Lovell also received supporting words from the UW System.
President Ray Cross implied that he sees Lovell’s move as a benefit to both universities.
His statement read, “I look forward to collaborating with Mike in his new role. Together, I am confident that we will continue to do great things for Milwaukee, the state, and for our universities.”

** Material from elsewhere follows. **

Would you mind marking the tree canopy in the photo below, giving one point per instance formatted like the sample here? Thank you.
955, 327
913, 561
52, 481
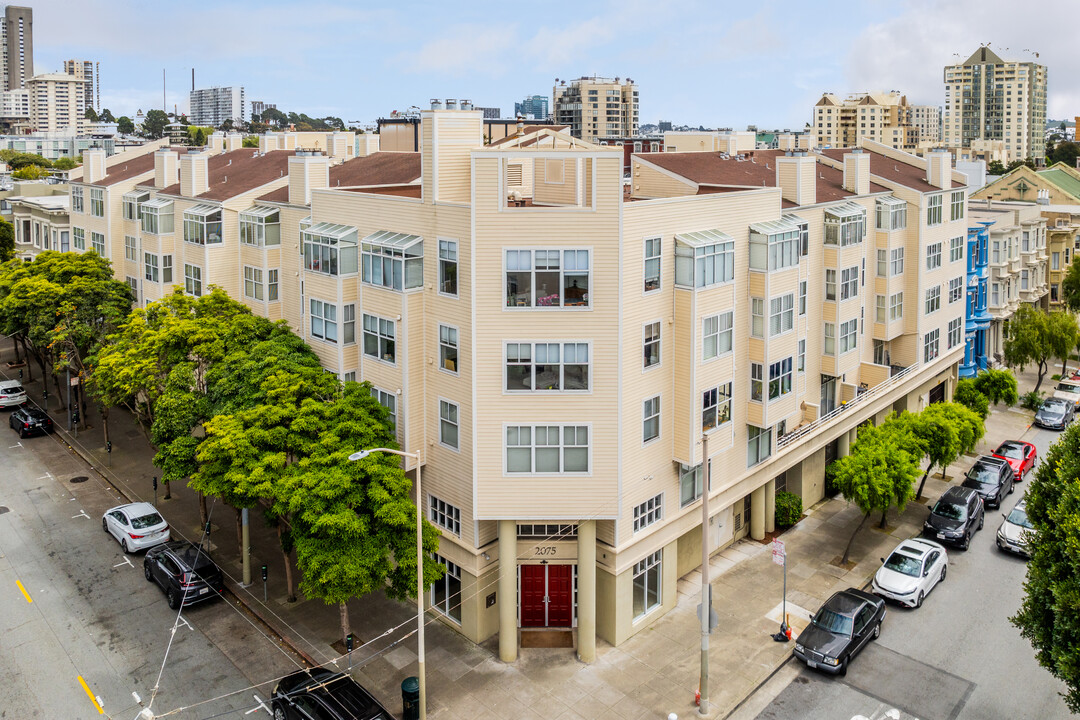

Board of Regents President Michael Falbo commended Lovell on his success as chancellor, and also expressed his assurance in UWM’s future success by writing:
“From its earliest days, and especially over the past 15 years, UW-Milwaukee has had vital, active, and engaged chancellors in Nancy Zimpher, Carlos Santiago, and Mike Lovell, who have each contributed immeasurably to the expanded opportunities the university provides. Building on their strong legacies, UW-Milwaukee will continue to deliver on its promise of powerful ideas and proven results.”
Zimpher was UWM’s first woman chancellor. She served the role from 1998-2003 until she moved on to become the first woman president for the University of Cincinnati.
Santiago was UWM chancellor from 2004-2010. He is now CEO of the Hispanic College Fund.
Lovell's leadership at UWM
Lovell has put his stamp on the university’s legacy. He did a lot to work toward fulfilling his vision statement, located on UWM’s “Office of the Chancellor” homepage:
“We will be a top-tier research university that is the best place to learn and work for students, faculty and staff, and that is a leading driver for sustainable prosperity. We will accomplish this through a commitment to excellence, powerful ideas, community and global engagement, and collaborative partnerships.”
Since Lovell became chancellor, UWM has seen the creation of its 89-acre innovation campus in Wauwatosa, a $53-million expansion of its School of Freshwater Sciences and broke ground on its Kenwood Interdisciplinary Research Complex.
The university has also seen growth in its community engagement and partnerships during the Lovell era.
According to his official bio on the UWM “Office of the Chancellor” page, Lovell has served as chairman to the Water Council, a global freshwater research hub, and the Mid-West Energy and Research Consortium, whose mission is to make the Midwest region a U.S. leader in energy.
He is also co-chair of Milwaukee Succeeds and executive partner on the Milwaukee Education Partnership. Milwaukee Succeeds’ is a collaborative effort that works to create a better education for all Milwaukee children, while the Milwaukee Education Partnership is an effort to keep all Milwaukee Public School students proficient in reading, writing and mathematics.
While Lovell cannot be held solely responsible for all of UWM’s success over his tenure, he was at the university’s helm, leading its initiatives. However, the university also has been struggling with flagging enrollment and retention concerns.